What I do is use it all summer long, and as soon as the weather cools off, I stop. If I notice worms the rest of the year, I’ll use it again for a month or so, and then stop again until summer.
If you live in a place where the weather never cools off, you might consider pulsing colloidal silver, for example: Two weeks on to start, one week off, then one week on, one week off, or similar, to find the right balance.
What colloidal silver to use
I like this brand the best, but other products will work, too.
We make our own, which is why it’s extra cheap. This is the machine we use.
Flea medicines aren’t good for us or the environment
A lot of us with pets just ignore this issue, because we love our pets, and we don’t know an easy alternative to keep fleas at bay.
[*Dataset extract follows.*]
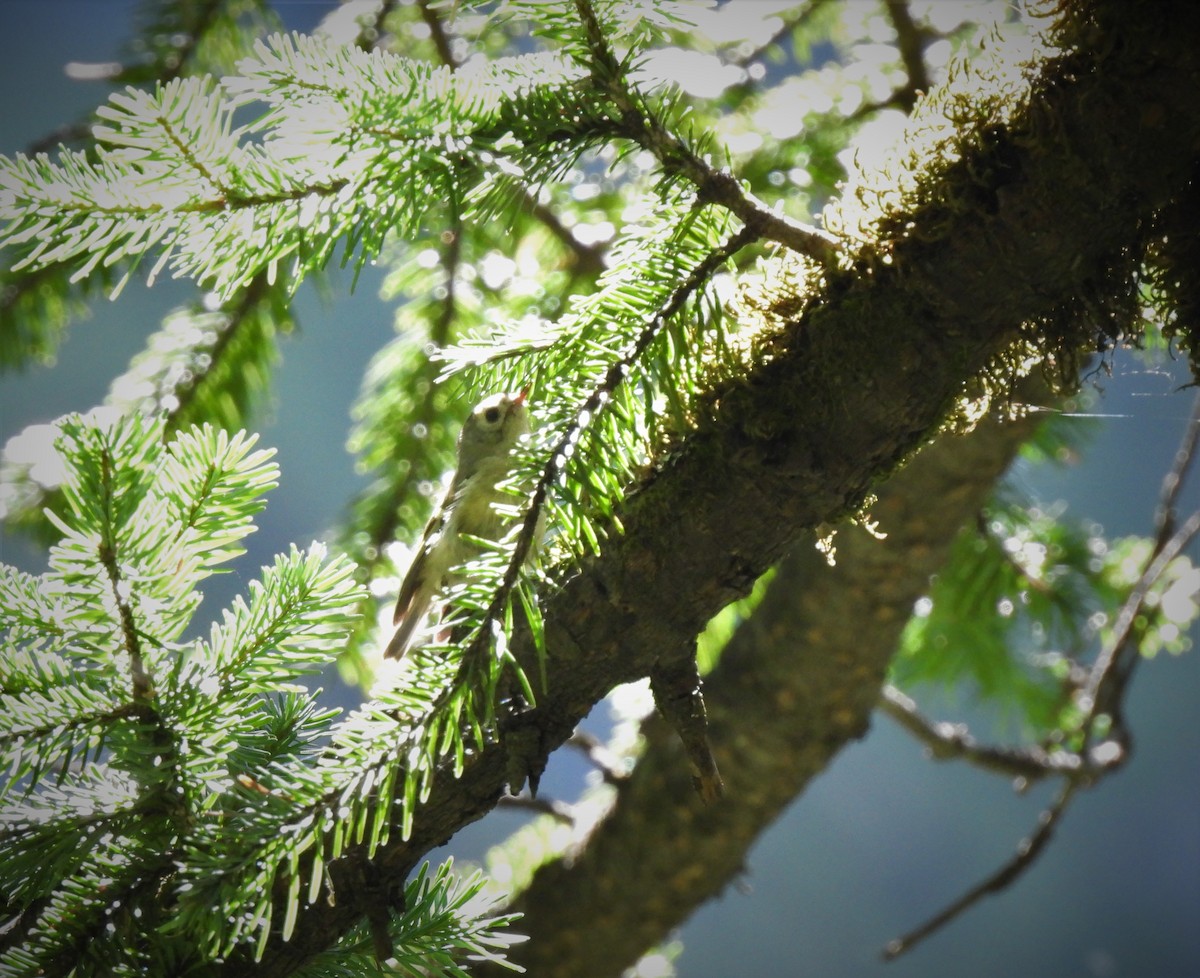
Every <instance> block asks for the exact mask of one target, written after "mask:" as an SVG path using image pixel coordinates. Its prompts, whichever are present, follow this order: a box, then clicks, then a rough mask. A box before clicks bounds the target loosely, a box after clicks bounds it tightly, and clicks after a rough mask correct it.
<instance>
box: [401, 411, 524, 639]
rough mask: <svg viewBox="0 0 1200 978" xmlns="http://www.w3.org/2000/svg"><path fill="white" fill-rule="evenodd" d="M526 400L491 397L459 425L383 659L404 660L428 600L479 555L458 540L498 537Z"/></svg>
mask: <svg viewBox="0 0 1200 978" xmlns="http://www.w3.org/2000/svg"><path fill="white" fill-rule="evenodd" d="M528 396H529V390H528V388H527V389H524V390H522V391H521V392H520V394H493V395H490V396H488V397H485V398H484V400H482V401H480V402H479V403H478V404H475V409H474V410H472V413H470V416H469V418H468V419H467V420H466V421H464V422H463V426H462V432H461V433H460V434H458V466H457V468H456V469H455V473H454V479H451V480H450V488H449V490H448V491H446V494H445V499H443V500H442V506H440V508H439V509H438V511H437V512H436V514H434V515H433V517H432V518H431V520H430V522H428V524H427V526H426V527H425V535H424V536H422V538H421V544H420V546H419V547H418V550H416V554H415V556H414V557H413V563H412V564H410V565H409V568H408V574H406V575H404V582H403V583H402V584H401V586H400V596H398V598H397V599H396V611H395V614H392V624H395V625H397V629H396V634H395V635H394V636H392V638H391V641H390V642H389V643H388V648H386V650H385V652H384V658H386V659H403V658H404V653H406V652H408V646H409V642H412V638H413V634H414V632H415V631H416V629H418V626H419V625H420V624H421V622H424V620H425V616H426V614H427V613H428V610H430V605H432V604H433V599H434V598H436V596H437V595H438V593H439V592H440V590H442V588H444V587H445V586H446V584H448V583H450V571H451V570H452V569H454V568H455V566H457V565H458V564H462V563H464V562H466V560H469V559H470V558H472V557H473V556H474V554H475V553H476V552H478V548H476V547H474V546H472V544H470V542H469V541H467V540H463V539H462V535H463V534H467V535H469V536H480V538H484V539H487V540H494V539H497V538H498V536H499V533H500V529H502V527H503V522H504V521H503V520H502V517H500V515H499V514H498V512H497V511H496V504H497V503H503V502H504V500H505V499H509V498H510V497H508V496H506V494H505V493H503V492H500V491H499V490H497V487H496V486H497V484H498V482H503V481H504V479H506V478H508V475H509V474H510V473H511V469H512V457H511V451H512V449H514V448H515V446H516V443H517V440H518V439H520V438H521V436H522V434H528V433H529V410H528V408H526V403H524V402H526V397H528Z"/></svg>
But as long as we have that alternative with colloidal silver, it’s a great time to be honest.
The risks posed by parasiticides are significant:
Recently, concerns have been raised that some of these medicines are contaminating the environment. Parasiticides could be reaching rivers through wastewater from homes or other premises where animals are kept, or from animals entering rivers. Parasiticides may also be excreted in urine and faeces, and therefore deposited in gardens and open spaces, and absorbed into soil. As parasiticides are harmful to a wide range of invertebrates, this could be highly detrimental to wildlife and ecosystems. This in turn could impact on public health. (source)
One more reason to use an alternative to flea medicine.
I’d love to hear your results with using colloidal silver for preventing fleas!